Re: 120/240 GFCI Requirement
My objective is to use two-gang wall boxes with each furnished with a 120V duplex and a 240V duplex receptacle. This is a one-man shop, so one circuit is sufficient as only one machine is in use at a time. I have pulled a single 3-conductor cable through my finished shop walls, and everything works fine. In fact, I also control my central dust collection system by sensing machine current (red conductor) at the breaker and using that to switch power to the dust collector motor. So when a machine is turned on and off, the dust collector comes on and off automatically.
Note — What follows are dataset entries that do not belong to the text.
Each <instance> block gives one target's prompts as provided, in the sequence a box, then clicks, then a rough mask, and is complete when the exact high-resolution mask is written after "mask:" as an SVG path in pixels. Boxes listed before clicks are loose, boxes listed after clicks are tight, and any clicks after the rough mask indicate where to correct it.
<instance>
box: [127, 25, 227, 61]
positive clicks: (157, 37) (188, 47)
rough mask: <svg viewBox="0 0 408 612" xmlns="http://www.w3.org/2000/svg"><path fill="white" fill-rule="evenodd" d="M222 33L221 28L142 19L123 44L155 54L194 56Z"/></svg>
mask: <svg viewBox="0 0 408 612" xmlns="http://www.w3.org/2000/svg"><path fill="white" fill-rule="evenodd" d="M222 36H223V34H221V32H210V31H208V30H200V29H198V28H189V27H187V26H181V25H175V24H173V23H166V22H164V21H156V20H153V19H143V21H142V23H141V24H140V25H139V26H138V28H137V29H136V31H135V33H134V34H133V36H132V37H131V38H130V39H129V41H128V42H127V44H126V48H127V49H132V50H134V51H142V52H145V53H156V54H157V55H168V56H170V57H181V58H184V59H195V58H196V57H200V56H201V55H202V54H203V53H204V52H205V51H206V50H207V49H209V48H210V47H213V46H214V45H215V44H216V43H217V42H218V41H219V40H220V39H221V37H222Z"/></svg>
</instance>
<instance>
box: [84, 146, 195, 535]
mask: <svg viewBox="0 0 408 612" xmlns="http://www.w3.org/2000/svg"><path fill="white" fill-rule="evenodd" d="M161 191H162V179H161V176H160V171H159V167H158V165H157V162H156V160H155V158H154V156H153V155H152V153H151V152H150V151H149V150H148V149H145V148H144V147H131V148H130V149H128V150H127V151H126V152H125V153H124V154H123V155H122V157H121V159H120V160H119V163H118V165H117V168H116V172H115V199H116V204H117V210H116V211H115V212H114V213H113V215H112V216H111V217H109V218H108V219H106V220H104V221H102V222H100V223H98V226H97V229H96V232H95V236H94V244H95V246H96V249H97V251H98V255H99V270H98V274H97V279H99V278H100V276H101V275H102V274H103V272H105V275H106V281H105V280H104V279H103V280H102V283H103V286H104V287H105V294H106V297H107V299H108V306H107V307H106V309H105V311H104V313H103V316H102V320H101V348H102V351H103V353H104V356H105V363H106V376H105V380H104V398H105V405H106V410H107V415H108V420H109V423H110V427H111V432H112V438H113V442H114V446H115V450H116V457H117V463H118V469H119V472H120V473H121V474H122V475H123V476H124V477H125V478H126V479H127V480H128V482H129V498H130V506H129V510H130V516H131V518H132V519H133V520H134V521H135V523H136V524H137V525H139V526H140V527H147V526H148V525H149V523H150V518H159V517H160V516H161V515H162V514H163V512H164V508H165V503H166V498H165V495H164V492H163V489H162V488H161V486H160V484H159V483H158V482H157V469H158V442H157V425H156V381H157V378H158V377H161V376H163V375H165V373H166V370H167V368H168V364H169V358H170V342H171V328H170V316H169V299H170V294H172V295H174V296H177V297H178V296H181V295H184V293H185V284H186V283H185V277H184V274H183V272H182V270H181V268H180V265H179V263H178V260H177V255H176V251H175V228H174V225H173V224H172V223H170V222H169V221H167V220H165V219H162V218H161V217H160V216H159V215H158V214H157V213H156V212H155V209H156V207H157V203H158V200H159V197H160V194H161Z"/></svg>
The 120V receptacles are fed from the black wire, so their current doesn't control the dust collector. Actually, I do feed the 120V chop saw and router table from the red so they do control the dust collector, too.
The advantage is you only have to pull one cable, and the boxes are less cluttered with only four conductors entering and leaving rather than the six you would have with a pair of 2-conductor cables, one for 120V and one for 240V. I am planning to write this up for publication, so I need to cover the GFCI requirement.
The 120V GFCI requirement can be satisfied by using a 120V GFCI outlet at each receptacle location; the usual "downstream" connection will not work since it depends on a current balance in the hot and neutral conductors to the downstream receptacles. When a 240V machine is turned on, the 120V GFCI will trip because of the current imbalance in the downstream hot and neutral conductors. But using a GFCI for each 120V receptacle will work.
Similarly, using a 240V GFCI breaker will not work either since when a 120V load is applied, the current will not balance in the two hot conductors, tripping the breaker.
My basement shop is old work (previously a finished room with a rug) with finished walls but an epoxy painted cement floor. If it were new work, I would use separate conductors for 120V and 240V, each protected with a GFCI breaker, but I'd probably need to use separate boxes for 120V and 240V with the extra wire as mentioned above.
The question really is, does the code require GFCI protection for 240V receptacles? If not, then this system, while not a standard wiring plan, appears to meet the code. If 240V receptacles require GFCI protection, then it will not meet code. A publisher will certainly ask that question.